Air Fryer Reference
Roasted Garlic
veggie · fresh
- Temperature
- 380 °F
- 193 °C
- Total time
- 22 min
- 1 to 2 whole heads
- Flipping
- Not needed
- Internal temp
- —
- use visual cue
Doneness
Done when the cloves are soft enough to squeeze out like paste and have turned a deep golden-caramel colour — the head should give easily when pressed and a clove should mash with no resistance. If the cloves are still firm or pale, rewrap and give it another 3–5 minutes; big heads take longer. The skins will look toasted and the kitchen smells sweet and nutty rather than sharp.
Oil & seasoning
Drizzle rather than spray — about 1 teaspoon of olive oil over the exposed cloves of each head, then wrap loosely in foil. The foil traps a little steam and keeps the cut cloves from drying out or scorching in the direct hot air, which is what lets them turn to soft, sweet paste.
Season with: Plain olive-oil (the benchmark): a drizzle of good olive oil and a pinch of salt, nothing else — an all-purpose roasted-garlic spread., Herb: a sprig of rosemary or thyme tucked into the foil so the cloves pick up a woodsy, herbal note., Chili-flake: a pinch of red-pepper flakes added with the oil for a gentle background warmth., Balsamic-finish: a few drops of balsamic vinegar stirred through the soft cloves after roasting for a sweet-tangy spread..
Watch out for
- Slice about ¼ inch off the top of the head first to expose the clove tips — that's what lets the heat reach the cloves and turn them to paste.
- Don't skip the foil.
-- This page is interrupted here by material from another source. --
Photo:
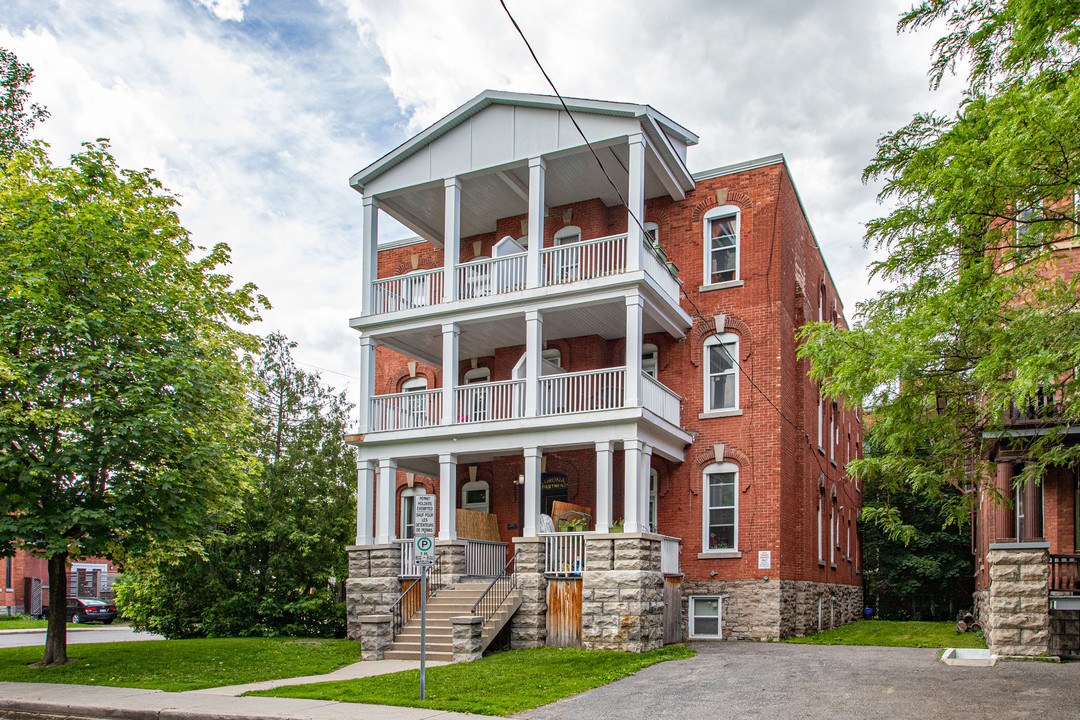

Unwrapped, the exposed cloves brown and scorch on top before the inside softens; the loose foil wrap is what makes air-fryer roasted garlic work.
- Check at 20 minutes — head size and your model both swing the time; large or older heads need longer than small fresh ones.
- Let it cool a few minutes before squeezing — the caramelised cloves hold a lot of heat and will burn your fingers straight out of the basket.
- Garlic stored submerged in oil must be kept refrigerated and used within a few days (or frozen) — garlic in oil left at room temperature is a botulism risk.